Download or read book New Mexican Folk Music Cancionero del Folklor Nuevomexicano written by Cipriano Frederico Vigil and published by University of New Mexico Press. This book was released on 2014-03-01 with total page 232 pages. Available in PDF, EPUB and Kindle. Book excerpt: Cipriano Frederico Vigil is the most important performer of traditional Nuevomexicano folk music in the late twentieth and early twenty-first centuries. This bilingual panoramic book presents the songs that are his life’s work, spanning half a century of listening, playing, composing, and singing ritual, social, and dance music. New Mexican Folk Music includes much traditional material that has never been seen before or studied by scholars or students. Renowned as a composer, Vigil works in traditional genres such as the romance, the décima, the cuando, and corrido. Like the Mexican group Los Folkloristas with which he apprenticed in the late 1970s, his goal has been to research and master local styles, to introduce new listeners to traditional music, and to build on tradition by creating new compositions that address contemporary social themes. An audio CD accompanies this comprehensive study on the work and music of Cipriano Frederico Vigil.

Book Impresiones de un Surumato en Nuevo M  xico by Manuel Sari  ana

Download or read book Impresiones de un Surumato en Nuevo M xico by Manuel Sari ana written by and published by University of New Mexico Press. This book was released on 2023-12-15 with total page 273 pages. Available in PDF, EPUB and Kindle. Book excerpt: Impresiones de un Surumato en Nuevo México by Manuel Sariñana represents a remarkable literary recovery. For the first time, the novella is presented in its original Spanish and in English, painstakingly translated and annotated by Phillip B. Gonzales. Manuel Sariñana came to the New Mexico territory from Mexico to work as a Spanish-language journalist.
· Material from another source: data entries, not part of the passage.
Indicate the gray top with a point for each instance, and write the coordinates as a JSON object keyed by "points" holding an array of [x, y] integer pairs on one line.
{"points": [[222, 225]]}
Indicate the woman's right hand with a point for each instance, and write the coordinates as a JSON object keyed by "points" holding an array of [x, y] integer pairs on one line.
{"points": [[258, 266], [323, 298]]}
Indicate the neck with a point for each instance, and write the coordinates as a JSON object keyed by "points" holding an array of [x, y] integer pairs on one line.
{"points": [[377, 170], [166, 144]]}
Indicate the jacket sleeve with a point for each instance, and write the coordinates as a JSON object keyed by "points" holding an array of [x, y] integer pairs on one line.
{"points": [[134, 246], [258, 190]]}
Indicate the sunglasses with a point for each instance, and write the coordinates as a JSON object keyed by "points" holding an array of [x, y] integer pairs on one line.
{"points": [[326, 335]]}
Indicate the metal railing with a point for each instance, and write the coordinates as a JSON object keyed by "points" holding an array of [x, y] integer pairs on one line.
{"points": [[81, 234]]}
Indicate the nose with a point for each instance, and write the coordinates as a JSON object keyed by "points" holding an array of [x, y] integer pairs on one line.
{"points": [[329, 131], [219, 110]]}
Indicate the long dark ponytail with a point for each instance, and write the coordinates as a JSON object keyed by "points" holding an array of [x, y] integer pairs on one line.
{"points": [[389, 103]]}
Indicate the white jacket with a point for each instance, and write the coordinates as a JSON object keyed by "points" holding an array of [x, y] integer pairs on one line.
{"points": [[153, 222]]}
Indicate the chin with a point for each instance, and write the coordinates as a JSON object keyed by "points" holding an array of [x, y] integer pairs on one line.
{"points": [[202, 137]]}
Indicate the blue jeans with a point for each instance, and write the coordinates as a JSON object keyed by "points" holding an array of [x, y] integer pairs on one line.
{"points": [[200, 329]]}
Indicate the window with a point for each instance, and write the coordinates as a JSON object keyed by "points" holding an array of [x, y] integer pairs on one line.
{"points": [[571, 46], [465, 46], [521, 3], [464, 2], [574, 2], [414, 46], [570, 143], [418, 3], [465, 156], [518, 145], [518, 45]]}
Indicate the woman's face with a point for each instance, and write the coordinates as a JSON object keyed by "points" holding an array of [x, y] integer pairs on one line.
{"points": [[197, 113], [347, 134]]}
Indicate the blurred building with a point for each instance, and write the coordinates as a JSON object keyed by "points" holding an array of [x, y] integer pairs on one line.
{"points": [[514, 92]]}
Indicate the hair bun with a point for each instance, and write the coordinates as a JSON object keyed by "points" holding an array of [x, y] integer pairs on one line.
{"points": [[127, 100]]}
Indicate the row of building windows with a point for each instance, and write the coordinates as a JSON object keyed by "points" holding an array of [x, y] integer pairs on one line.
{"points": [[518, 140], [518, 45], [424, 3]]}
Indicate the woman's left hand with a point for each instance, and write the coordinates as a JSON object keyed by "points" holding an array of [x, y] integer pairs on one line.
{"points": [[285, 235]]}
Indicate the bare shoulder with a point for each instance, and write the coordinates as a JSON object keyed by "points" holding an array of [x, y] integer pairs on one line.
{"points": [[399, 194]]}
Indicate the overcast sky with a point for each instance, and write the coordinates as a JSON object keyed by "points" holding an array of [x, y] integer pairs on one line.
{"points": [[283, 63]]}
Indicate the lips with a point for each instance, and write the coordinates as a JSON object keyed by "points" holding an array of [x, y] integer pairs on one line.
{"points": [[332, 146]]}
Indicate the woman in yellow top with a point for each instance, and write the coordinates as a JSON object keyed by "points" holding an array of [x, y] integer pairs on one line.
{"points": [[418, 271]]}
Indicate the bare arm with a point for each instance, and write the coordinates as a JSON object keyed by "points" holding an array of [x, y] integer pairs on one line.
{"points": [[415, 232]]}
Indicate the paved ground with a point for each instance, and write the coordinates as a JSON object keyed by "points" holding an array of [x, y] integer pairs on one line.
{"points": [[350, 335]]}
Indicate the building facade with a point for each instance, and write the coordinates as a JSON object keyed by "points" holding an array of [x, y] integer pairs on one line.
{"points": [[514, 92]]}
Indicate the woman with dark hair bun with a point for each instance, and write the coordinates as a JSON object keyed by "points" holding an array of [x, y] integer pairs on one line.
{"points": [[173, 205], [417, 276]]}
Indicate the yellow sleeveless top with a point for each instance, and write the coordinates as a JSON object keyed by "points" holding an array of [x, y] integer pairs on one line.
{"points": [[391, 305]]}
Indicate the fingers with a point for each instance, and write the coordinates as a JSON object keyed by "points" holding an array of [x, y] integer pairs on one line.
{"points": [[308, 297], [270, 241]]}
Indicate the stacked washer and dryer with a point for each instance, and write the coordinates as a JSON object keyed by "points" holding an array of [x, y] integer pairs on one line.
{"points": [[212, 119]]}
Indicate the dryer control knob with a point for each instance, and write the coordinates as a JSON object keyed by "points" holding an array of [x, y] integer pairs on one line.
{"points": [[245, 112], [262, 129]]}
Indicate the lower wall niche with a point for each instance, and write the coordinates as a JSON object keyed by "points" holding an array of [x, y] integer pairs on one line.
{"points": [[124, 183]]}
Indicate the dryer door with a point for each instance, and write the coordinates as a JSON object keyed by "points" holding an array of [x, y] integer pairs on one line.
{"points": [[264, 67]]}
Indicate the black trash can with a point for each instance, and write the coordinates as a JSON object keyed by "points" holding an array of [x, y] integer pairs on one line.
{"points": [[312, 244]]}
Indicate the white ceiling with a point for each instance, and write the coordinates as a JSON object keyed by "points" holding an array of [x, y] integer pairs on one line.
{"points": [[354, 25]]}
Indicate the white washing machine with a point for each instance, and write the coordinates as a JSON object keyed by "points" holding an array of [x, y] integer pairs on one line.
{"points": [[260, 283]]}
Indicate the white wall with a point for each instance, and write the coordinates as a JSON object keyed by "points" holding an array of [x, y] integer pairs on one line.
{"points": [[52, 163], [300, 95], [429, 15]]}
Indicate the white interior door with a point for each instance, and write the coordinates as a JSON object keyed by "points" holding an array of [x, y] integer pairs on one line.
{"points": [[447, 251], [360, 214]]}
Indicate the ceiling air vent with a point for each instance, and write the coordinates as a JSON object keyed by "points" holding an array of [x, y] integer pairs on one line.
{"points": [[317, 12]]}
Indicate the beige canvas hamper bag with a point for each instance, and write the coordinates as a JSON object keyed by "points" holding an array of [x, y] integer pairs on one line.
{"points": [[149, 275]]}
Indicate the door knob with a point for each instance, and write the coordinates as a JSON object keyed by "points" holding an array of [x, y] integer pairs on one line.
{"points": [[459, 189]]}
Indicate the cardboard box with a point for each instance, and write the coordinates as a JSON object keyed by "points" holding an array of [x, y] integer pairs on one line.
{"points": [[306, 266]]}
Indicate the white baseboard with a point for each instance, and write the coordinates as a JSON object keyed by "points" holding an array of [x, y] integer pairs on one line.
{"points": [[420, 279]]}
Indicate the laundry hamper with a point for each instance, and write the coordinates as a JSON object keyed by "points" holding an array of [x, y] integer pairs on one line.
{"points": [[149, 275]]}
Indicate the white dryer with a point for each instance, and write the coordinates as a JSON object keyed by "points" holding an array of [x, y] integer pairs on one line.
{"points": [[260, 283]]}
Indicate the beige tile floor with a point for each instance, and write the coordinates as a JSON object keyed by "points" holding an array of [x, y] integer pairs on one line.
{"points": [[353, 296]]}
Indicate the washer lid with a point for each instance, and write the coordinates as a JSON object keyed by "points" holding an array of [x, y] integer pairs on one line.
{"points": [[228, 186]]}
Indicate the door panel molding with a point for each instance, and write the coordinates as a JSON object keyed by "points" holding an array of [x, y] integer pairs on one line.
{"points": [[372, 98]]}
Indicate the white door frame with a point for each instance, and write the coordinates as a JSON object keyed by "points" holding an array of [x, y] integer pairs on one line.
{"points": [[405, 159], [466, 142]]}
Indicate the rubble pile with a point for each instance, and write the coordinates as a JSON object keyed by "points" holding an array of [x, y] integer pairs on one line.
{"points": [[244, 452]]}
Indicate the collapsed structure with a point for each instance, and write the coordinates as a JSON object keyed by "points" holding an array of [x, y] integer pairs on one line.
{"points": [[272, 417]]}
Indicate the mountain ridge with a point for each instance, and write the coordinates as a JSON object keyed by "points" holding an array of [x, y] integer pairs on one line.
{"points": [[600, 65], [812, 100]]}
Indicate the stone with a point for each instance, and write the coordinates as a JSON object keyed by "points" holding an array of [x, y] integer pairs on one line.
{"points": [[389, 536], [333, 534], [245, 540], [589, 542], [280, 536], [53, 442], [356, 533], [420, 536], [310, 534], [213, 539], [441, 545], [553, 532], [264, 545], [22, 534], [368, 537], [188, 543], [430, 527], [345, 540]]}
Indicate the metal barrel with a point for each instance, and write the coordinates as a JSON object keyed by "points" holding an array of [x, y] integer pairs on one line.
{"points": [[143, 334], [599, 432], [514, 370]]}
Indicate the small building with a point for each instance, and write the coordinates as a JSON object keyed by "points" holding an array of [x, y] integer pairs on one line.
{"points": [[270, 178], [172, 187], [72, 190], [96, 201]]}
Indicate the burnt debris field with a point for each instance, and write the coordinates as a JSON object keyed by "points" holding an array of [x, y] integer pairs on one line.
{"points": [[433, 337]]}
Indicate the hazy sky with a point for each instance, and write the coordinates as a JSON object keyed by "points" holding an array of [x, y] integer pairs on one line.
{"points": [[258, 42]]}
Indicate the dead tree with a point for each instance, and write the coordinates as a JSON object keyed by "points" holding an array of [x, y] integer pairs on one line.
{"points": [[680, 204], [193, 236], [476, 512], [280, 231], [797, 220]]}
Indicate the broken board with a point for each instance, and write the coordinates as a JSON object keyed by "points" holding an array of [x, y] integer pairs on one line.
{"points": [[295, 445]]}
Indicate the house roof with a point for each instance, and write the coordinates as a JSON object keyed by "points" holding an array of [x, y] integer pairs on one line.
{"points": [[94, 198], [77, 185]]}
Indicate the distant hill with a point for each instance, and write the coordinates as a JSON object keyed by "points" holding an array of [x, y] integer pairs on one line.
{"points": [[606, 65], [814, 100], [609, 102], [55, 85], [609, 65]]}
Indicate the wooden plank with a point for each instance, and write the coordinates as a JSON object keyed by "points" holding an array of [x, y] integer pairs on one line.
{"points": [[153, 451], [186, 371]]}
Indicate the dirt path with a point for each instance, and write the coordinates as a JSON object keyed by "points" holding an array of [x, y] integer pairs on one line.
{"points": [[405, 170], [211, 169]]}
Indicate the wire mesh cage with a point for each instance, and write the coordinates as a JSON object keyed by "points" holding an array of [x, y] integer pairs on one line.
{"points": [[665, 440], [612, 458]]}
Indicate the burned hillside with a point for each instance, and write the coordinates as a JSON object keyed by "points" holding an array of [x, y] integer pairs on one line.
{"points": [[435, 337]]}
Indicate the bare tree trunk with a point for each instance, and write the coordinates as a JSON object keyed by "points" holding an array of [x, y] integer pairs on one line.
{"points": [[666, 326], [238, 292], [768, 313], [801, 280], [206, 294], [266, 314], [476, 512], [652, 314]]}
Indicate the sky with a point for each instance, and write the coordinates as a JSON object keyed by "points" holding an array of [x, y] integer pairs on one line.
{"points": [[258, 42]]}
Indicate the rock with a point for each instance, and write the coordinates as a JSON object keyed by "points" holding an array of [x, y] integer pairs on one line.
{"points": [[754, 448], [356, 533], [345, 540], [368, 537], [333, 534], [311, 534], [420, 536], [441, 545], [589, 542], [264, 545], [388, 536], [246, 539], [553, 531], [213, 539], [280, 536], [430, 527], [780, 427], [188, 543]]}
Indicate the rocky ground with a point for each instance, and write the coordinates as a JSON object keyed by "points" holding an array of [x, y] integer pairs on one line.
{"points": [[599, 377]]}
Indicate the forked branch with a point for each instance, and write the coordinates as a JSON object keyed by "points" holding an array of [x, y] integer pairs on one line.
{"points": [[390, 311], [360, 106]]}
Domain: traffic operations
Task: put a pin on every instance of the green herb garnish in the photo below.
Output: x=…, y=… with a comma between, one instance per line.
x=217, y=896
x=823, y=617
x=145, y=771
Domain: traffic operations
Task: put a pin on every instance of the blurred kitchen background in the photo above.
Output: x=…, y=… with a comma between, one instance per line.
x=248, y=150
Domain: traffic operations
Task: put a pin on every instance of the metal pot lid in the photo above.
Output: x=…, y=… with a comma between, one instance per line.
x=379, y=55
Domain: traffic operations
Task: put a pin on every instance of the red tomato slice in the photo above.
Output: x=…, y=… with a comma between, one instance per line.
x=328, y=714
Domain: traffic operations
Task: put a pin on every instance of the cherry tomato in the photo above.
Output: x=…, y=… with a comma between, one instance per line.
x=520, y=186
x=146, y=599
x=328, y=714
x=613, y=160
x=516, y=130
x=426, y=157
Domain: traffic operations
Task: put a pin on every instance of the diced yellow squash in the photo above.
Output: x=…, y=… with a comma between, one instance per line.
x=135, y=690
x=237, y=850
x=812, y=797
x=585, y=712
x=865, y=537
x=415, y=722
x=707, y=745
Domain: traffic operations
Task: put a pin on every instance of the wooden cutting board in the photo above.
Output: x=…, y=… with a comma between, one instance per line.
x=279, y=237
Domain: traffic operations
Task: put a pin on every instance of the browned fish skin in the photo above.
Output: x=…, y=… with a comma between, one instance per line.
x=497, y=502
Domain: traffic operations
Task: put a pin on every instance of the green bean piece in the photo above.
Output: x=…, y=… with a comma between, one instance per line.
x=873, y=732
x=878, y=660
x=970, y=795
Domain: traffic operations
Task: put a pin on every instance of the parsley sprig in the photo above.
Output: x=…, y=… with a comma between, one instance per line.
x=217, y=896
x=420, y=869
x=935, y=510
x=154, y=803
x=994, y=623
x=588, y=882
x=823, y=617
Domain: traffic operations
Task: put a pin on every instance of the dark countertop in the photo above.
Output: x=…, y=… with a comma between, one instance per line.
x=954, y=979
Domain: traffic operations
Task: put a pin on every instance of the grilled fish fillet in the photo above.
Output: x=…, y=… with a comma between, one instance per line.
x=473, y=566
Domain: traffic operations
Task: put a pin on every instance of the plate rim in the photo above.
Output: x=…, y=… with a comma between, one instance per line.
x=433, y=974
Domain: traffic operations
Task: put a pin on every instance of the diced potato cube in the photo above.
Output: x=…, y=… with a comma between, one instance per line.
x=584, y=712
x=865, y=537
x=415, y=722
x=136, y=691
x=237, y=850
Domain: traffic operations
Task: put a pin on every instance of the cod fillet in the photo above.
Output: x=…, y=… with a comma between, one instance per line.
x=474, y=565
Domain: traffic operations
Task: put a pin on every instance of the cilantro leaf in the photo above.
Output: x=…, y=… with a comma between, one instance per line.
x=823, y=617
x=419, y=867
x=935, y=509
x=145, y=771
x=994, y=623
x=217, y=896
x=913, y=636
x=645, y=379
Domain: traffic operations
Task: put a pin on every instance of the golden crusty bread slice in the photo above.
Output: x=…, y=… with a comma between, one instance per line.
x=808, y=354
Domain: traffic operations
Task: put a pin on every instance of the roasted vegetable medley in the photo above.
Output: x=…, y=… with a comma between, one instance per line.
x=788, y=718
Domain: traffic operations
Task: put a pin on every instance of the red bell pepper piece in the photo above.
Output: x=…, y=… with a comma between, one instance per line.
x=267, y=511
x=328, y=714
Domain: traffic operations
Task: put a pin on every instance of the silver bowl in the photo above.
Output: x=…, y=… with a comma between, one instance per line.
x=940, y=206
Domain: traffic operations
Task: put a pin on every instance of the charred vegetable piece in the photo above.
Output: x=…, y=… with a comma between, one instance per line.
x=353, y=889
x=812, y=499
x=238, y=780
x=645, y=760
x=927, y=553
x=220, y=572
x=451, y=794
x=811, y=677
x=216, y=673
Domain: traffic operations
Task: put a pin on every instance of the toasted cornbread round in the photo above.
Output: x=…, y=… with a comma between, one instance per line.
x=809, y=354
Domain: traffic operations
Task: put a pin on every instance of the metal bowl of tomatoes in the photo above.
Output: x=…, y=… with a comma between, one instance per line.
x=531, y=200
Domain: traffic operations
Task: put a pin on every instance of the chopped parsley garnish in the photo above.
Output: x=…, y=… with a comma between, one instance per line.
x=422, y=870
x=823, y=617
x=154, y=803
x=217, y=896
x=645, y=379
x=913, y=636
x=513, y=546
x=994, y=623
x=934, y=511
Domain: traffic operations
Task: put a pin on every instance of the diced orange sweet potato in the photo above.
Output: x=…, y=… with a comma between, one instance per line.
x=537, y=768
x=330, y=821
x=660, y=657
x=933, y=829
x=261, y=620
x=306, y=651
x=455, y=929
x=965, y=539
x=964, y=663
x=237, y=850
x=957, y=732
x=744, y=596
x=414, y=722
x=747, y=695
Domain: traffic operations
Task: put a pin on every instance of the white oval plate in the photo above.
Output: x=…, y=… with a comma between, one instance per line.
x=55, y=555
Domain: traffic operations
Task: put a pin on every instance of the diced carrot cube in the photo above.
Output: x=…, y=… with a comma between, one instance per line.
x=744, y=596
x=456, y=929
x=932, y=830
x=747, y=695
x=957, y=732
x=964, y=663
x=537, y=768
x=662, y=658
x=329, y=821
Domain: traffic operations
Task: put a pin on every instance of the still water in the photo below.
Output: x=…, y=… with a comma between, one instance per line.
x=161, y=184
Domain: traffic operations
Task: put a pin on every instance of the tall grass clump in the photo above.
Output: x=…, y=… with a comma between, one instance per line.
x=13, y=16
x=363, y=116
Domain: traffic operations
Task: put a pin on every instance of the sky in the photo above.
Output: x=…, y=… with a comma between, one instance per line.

While covering politics, he wrote and published Impresiones de un Surumato en Nuevo México as a picaresque work, a common genre in Mexico that uses satire to narrate a drama based on concrete social issues in the author’s immediate vicinity. In his preface, Sariñana makes his intent clear: to address the unseemly manner in which New Mexico’s Democratic Party attempts to gain leverage in elections. But, in a caricature of two immigrant peons, he surreptitiously takes to task how nuevomexicanos look down on people from Mexico. Gonzales provides a critical introduction, an interpretation of Sariñana’s piece, and a historical framework to contextualize the author’s experiences and the events alluded to in the novella. The result brings this important work of fiction to a new generation of readers.